We re-starting high risk food inspections as early as tomorrow. We'll also do compounding inspections this week. And we started sampling high risk imported produce in the northeast region today. We'll expand our footprint as the week progresses. Our teams are working.
— Scott Gottlieb, M.D. (@SGottliebFDA) January 14, 2019
Last week, Gottlieb said the FDA was taking steps to “expand the scope of food safety surveillance inspections we’re doing during the shutdown to make sure we continue inspecting high risk food facilities.” He noted that “31 percent of our inventory of domestic inspections are considered high risk”; those are the inspections the agency is now trying to resume.
This applies to routine domestic surveillance inspections of foods including seafood, bakery products filled with custard, soft and semi-soft ripened cheese and cheese products, unpasteurized juices, fresh and processed fruits and vegetables, sandwiches and infant formula, among other food items.
“There is no question this has an impact, and it is not business as usual,” Gottlieb tweeted last week, adding, “There is a very concerted effort to stand up critical functions and to focus on our consumer protection mission, in many cases relying on excepted employees not being paid.”
The FDA said in a statement, “The American food supply is among the safest in the world” and is “focused on maintaining core activities that directly impact consumer safety and save lives — including pertaining to food safety.” The agency also noted that it is working to expand inspections, monitoring and sampling beyond what has been done during previous government shutdowns.

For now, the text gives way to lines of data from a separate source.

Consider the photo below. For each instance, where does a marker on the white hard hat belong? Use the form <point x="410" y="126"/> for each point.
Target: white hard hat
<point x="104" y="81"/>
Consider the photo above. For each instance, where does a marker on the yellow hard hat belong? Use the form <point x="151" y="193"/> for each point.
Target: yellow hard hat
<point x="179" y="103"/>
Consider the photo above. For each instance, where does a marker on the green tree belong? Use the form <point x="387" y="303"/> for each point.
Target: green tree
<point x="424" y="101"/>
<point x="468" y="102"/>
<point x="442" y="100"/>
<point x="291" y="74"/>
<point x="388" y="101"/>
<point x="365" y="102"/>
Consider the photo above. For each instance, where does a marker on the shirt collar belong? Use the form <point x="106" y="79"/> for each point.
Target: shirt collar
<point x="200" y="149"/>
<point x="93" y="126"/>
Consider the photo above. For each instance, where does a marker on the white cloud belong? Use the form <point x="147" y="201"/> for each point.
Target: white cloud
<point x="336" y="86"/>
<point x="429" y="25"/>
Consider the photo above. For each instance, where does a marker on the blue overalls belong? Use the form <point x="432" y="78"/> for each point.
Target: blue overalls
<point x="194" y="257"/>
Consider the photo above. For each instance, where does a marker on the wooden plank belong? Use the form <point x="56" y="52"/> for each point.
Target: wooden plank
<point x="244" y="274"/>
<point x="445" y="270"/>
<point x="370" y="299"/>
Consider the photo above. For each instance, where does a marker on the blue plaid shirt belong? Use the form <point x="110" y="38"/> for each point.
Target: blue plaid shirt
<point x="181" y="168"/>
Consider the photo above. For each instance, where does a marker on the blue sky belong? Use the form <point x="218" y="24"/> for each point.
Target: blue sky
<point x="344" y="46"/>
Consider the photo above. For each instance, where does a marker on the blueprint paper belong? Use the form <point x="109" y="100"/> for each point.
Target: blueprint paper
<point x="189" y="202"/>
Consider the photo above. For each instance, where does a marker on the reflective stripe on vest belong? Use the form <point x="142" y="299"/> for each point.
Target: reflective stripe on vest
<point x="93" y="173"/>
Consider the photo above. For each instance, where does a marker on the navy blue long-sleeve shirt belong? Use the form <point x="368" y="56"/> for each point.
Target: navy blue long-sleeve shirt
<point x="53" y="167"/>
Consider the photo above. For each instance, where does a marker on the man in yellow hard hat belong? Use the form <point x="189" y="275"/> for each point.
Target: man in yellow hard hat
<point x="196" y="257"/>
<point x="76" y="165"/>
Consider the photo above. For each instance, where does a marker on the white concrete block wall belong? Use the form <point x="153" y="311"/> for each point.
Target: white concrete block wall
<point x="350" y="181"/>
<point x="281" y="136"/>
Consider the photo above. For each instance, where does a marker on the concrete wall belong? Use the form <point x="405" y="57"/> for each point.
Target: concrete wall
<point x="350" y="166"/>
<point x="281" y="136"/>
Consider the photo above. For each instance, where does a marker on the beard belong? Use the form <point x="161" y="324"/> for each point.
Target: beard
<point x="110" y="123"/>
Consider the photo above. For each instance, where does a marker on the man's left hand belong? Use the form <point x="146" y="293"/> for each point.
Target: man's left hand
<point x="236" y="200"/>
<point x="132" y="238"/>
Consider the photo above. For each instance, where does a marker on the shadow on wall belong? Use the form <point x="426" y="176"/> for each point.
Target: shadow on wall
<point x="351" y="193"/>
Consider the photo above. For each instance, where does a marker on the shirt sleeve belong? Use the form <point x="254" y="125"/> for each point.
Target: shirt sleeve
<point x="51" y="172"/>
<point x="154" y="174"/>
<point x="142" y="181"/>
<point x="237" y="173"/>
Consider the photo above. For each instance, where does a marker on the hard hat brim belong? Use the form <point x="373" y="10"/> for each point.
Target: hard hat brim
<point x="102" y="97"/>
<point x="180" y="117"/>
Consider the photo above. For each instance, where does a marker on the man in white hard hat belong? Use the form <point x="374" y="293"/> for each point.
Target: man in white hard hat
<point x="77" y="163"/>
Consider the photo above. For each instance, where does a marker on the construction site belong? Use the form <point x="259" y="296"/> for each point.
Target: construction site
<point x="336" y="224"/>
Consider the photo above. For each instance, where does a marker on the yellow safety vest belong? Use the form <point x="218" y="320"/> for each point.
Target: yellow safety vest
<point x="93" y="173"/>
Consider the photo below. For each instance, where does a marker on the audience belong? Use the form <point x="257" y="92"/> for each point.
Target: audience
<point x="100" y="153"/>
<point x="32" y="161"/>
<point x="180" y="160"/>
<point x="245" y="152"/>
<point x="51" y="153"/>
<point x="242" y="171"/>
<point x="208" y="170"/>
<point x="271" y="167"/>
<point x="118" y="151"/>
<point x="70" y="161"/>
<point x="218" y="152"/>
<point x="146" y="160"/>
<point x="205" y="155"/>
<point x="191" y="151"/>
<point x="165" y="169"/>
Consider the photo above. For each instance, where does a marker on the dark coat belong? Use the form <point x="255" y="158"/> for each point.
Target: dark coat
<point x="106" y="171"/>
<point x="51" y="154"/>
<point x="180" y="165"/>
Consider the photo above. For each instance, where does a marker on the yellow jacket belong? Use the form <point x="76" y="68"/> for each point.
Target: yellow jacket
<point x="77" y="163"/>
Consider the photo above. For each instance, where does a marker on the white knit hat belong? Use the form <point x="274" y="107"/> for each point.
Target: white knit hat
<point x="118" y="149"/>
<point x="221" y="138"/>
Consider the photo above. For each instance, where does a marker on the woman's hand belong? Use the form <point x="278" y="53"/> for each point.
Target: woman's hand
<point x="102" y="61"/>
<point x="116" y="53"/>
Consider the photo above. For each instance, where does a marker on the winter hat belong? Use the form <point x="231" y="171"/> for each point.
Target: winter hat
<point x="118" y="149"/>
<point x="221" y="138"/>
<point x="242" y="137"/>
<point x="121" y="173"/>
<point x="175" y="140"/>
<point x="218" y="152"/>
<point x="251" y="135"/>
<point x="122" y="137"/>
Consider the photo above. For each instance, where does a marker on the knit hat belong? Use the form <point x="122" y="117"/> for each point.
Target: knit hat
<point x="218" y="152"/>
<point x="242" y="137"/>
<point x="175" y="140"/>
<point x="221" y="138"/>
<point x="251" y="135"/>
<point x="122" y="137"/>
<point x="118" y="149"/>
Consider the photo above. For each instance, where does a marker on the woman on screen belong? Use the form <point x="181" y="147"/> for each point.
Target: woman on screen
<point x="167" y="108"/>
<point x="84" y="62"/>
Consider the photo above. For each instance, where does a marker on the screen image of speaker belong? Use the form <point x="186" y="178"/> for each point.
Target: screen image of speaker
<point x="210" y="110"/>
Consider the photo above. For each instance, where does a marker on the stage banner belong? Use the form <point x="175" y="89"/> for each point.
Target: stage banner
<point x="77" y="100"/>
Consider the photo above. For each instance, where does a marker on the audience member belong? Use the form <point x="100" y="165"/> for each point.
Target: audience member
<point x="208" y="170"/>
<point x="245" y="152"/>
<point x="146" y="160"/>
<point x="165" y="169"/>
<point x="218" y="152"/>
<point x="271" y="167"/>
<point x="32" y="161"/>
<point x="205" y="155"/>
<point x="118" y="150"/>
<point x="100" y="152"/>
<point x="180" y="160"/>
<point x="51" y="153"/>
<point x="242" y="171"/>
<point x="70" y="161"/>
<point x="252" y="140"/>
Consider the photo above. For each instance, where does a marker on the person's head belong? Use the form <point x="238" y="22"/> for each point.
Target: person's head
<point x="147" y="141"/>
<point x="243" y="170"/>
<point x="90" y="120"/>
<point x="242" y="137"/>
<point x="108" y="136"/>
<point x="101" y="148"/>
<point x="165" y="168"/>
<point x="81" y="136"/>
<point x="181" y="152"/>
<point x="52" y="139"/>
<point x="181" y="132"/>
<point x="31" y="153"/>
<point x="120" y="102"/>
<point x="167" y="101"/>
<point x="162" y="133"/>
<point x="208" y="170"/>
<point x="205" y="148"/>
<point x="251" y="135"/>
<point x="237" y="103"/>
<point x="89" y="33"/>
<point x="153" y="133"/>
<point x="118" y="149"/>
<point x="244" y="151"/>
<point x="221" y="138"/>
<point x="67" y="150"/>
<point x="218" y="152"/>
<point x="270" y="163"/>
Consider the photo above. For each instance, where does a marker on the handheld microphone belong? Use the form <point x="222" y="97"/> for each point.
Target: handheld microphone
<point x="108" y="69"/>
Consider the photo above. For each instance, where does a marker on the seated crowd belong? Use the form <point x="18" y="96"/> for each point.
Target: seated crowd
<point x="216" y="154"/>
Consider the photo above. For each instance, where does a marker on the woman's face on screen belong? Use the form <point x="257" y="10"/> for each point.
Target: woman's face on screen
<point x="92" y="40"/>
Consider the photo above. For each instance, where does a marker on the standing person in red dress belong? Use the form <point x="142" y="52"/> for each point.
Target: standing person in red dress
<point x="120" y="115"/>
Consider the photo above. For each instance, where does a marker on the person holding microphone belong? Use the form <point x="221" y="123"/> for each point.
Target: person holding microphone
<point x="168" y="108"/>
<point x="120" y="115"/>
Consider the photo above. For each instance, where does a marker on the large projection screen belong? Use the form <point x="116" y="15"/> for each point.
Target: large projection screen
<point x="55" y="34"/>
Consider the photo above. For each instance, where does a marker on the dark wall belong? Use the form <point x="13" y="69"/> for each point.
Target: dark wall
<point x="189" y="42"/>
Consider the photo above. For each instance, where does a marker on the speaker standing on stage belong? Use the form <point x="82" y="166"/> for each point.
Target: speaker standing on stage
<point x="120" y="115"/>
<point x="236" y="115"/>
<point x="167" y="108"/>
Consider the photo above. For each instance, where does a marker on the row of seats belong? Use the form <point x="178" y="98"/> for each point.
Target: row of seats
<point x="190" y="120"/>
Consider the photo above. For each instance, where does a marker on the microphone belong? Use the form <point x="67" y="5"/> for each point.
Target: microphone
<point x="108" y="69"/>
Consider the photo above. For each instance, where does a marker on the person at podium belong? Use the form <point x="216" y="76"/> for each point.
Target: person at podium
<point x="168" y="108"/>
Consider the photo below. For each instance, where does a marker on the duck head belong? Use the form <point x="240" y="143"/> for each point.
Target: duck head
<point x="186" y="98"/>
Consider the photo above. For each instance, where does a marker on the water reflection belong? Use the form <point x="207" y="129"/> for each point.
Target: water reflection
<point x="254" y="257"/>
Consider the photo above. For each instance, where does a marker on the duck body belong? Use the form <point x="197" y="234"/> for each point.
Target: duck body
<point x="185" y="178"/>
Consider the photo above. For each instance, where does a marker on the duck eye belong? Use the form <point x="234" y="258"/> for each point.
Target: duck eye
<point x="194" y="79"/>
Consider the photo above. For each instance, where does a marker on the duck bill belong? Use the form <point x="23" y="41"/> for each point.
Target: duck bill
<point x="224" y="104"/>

Marler said that while the inspectors are dedicated and good at their jobs, it’s hard to stay focused when worried about paying bills.
“If people are understandably focused on economics rather than their jobs there’s bound to be a mistake whether it’s food safety or airline safety,” he said.
He worries something will fall through the cracks and notes that “the most important part [when it comes to outbreaks] is preventing the illness from occurring in the first place.”
That step of prevention can occur when a routine inspection identifies an illness causing pathogen such as E. coli or salmonella. But if inspections aren’t happening or are happening in a limited basis, that pathogen can then get into the food at the plant and potentially make someone sick.
“As more of these routine inspections pile up that have not been done, then there’s going to be a backlog issue that they’re going to have to address once the government gets up and running. But we don’t know when that’s going to happen,” said Tony Corbo, senior lobbyist for the food campaign at the public interest advocacy group Food & Water Watch.
According to Gottlieb, the agency typically performs about 160 domestic food inspections per week when there isn’t a shutdown. The Department of Health and Human Services says 41 percent of all FDA employees are furloughed.
Not all inspections have been impacted by the shutdown. From the outset, the agency has said it continued to “inspect facilities when we believe an imminent threat to life and health exists.” That refers to inspections related to recalls, outbreaks and foods that are considered high risk because, for example, the manufacturers or facilities have a history of violations. In addition, all regular inspection of foods imported from outside the United States have also continued.
Meat, poultry and egg inspections are handled by the USDA. That agency is continuing inspections “to ensure the safety of human life.”
The FDA says consumers should always follow safe food handling and preparation practices to reduce the risk of foodborne illness.
“There is nothing individual consumers can do to protect themselves beyond pressing the president and Congress to get our food safety workers back on the job with the pay they deserve,” Sorscher said. “We acknowledge that as risks go, this isn’t that bad but as it drags on the worse the impact will be.
“I also don’t know how long they [food inspectors] go before they start protesting by not showing up to work.”